# Speed solving increase processing skill?



## Paul Wagner (Jul 15, 2009)

I believe this is the correct topic for this type of discussion I believe it's a little off-topic but I really wanted to put this in the air. 
Okay so I was watching this video on savants, and there was this pianist and they said he could memorize music so well because of his heightened sensitivity of sound because he was blind.
I was wondering do you think that you're skill of processing increases after scrambling a cube and solving it so much but not just in cubing for other fields too, 
because if you scramble a lot, the more you practice the more used to scrambling you will be.
So in conclusion, the more you scramble the quicker you will be able to process because you are seeing it so often.
What is your input on this and thank you so much for reading!


----------



## cmhardw (Jul 15, 2009)

I think speedcubing has increased my processing ability for speedcubing. I can't say if it has helped me in other areas. I perceive that it "helps" me in other areas, but I have no definitive proof of this claim. The only proof I have is that BLD cubing has increased my real world short term memory ability. I had an episode about a year ago where I needed to meet a coworker at her house to deliver some papers. I had never been there before, so I wrote down the directions on a sheet of paper, and left the office having forgotten the paper. I was able to visually recall the paper and the directions which took 7 roads, only 2-3 of which were familiar to me, to get to her house. I was also able to correctly recall the house number without having to call.

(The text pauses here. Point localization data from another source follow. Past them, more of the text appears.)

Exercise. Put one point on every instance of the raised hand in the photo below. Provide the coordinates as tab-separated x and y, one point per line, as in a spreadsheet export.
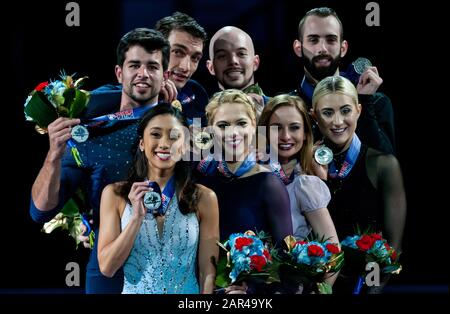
136	197
59	131
369	82
168	91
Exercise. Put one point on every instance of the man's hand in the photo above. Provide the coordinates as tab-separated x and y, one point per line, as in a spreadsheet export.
369	82
59	131
168	91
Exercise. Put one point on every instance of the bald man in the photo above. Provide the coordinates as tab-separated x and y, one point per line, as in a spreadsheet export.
232	60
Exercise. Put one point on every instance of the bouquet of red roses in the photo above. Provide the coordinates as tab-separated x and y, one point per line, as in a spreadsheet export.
244	256
307	263
369	249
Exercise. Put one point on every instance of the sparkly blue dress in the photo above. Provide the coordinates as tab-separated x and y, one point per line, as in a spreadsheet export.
165	263
106	156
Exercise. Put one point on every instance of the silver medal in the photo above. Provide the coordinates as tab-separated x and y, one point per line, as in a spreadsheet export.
203	140
152	200
361	64
323	155
80	133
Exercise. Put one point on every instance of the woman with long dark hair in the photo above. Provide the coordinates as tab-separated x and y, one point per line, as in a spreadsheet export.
159	225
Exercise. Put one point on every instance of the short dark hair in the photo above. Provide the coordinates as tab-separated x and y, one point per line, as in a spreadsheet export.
320	12
149	39
181	22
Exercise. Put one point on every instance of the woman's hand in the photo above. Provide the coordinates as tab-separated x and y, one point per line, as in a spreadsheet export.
136	196
319	170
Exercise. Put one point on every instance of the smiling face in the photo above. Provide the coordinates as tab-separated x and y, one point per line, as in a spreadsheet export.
185	54
233	60
291	132
163	142
337	115
234	129
321	46
141	76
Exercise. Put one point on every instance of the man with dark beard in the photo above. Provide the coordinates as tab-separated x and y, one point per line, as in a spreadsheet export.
321	47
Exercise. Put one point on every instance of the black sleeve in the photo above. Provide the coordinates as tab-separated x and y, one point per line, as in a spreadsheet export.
376	123
390	186
277	208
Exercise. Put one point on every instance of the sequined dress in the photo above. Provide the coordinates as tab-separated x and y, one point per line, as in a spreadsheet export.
167	263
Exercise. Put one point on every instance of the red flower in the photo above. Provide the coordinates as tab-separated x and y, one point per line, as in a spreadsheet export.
41	86
365	242
333	248
241	242
315	250
257	262
376	236
267	255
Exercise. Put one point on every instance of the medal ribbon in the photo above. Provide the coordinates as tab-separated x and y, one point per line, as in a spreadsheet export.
166	195
124	115
246	166
279	172
349	162
307	88
209	165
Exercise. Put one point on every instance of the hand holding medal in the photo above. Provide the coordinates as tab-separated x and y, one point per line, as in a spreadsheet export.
64	98
323	155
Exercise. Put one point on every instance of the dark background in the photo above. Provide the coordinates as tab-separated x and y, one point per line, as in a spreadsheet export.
39	45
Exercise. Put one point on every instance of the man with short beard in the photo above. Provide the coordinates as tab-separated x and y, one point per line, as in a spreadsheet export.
321	47
187	39
233	62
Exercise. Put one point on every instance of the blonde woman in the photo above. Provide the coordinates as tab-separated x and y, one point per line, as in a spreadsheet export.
366	184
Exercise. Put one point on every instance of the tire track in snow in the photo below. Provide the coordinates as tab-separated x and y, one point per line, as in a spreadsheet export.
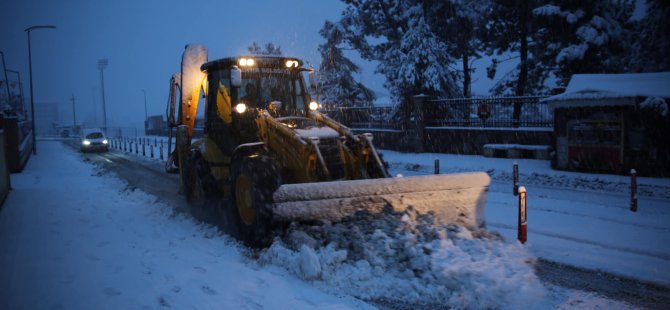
658	255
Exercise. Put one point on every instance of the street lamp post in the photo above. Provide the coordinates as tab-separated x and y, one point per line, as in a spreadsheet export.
4	68
30	70
145	111
18	79
102	64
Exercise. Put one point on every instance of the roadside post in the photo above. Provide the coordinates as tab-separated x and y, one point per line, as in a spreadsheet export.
522	233
515	179
633	190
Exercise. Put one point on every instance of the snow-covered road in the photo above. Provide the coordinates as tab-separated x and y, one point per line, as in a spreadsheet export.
75	237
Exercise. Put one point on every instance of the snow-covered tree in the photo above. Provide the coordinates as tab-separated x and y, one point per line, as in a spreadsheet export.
584	37
459	23
560	39
652	44
269	49
337	85
396	33
508	30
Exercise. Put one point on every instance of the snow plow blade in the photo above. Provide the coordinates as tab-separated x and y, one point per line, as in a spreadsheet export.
452	198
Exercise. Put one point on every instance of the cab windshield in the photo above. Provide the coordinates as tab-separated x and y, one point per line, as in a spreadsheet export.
262	86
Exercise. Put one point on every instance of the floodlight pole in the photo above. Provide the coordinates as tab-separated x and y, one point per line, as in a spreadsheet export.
145	111
74	116
4	68
18	77
30	68
102	64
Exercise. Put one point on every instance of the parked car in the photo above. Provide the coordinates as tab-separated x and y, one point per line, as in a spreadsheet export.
94	140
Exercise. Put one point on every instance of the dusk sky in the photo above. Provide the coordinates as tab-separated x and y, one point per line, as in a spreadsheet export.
143	41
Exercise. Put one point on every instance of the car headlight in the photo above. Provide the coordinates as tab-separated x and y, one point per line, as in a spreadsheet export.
240	108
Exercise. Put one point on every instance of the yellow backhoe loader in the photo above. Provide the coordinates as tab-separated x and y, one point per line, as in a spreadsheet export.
267	156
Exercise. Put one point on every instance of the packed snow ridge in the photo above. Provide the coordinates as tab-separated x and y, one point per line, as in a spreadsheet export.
408	258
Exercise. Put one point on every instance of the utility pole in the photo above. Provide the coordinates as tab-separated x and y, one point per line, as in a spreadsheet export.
102	64
4	68
30	70
74	116
18	78
145	111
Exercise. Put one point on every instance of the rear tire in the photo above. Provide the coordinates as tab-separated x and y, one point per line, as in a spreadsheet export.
253	181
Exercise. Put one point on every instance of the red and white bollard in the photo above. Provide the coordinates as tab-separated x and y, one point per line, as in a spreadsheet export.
633	190
522	233
515	179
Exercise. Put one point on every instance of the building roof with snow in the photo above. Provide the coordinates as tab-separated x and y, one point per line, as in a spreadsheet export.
588	90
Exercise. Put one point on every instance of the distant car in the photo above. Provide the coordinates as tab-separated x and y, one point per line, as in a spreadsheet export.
94	140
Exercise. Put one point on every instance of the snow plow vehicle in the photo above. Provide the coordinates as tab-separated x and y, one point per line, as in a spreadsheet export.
268	157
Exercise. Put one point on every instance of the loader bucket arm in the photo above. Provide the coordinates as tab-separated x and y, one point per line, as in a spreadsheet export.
451	198
192	81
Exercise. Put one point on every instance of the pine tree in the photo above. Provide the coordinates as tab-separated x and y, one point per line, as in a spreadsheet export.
412	57
584	37
337	86
459	23
652	46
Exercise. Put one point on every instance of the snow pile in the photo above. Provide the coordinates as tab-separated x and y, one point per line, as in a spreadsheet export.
408	259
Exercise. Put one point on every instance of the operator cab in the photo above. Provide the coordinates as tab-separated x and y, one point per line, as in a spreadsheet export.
240	88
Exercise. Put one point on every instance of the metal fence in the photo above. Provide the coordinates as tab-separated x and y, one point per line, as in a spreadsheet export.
488	112
456	112
384	117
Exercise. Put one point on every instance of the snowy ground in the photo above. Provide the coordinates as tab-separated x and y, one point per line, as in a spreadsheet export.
76	237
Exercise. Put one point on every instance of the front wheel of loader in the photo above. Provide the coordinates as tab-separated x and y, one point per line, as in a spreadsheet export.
253	181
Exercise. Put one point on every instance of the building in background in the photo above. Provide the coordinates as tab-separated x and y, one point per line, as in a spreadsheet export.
613	123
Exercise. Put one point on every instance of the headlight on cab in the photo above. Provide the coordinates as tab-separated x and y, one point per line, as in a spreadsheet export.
241	108
292	64
246	62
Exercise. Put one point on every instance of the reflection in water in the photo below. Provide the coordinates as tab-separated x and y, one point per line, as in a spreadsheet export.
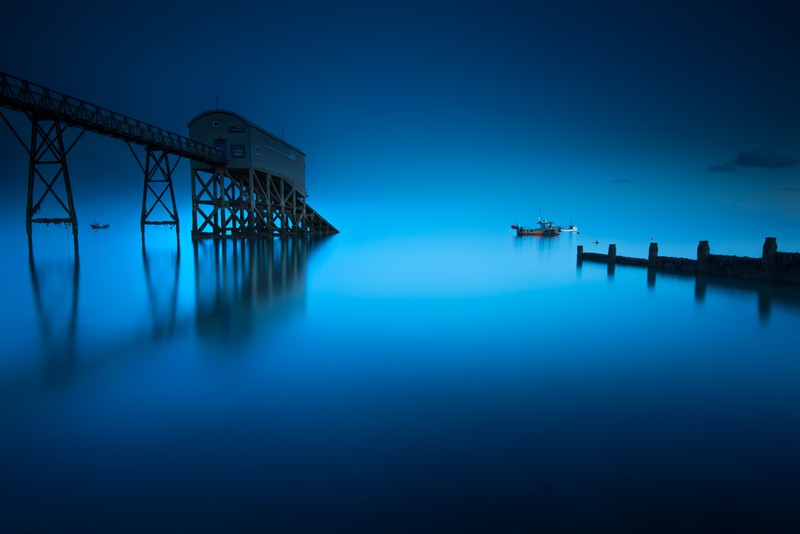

Other than that episode, I don't know if speedcubing has helped me improve any "real world" abilities. I still love to cube even if it isn't helpful. It is fun to be good at something, even if that something is pointless in and of itself.

Chris


----------



## rahulkadukar (Jul 15, 2009)

Well I can now remember phone numbers after hearing them only once thanks to BLD memorization and apart ftrom that I can memorize things for a short while very fast especially lists, peoples names and of course Phone Numbers


----------



## V-te (Jul 15, 2009)

Yes, Actually, I just got into HTML and it doesn't seem as confusing anymore because it all works like a puzzle. (for me anyway.) Also, my dad and I were working on assembling a bike, and we lost the instructions, So I only had to look at the pieces and after about 10 minutes, I was able to complete the "puzzle" thanks to the shape shifters. So cubing does really benefit you, you just have to know where.


----------



## AvGalen (Jul 15, 2009)

Speedsolving hasn't helped my brain process anything faster.

Speedsolving has convinced me that the best way to do repetitive tasks is by relying on automatism (muscle memory)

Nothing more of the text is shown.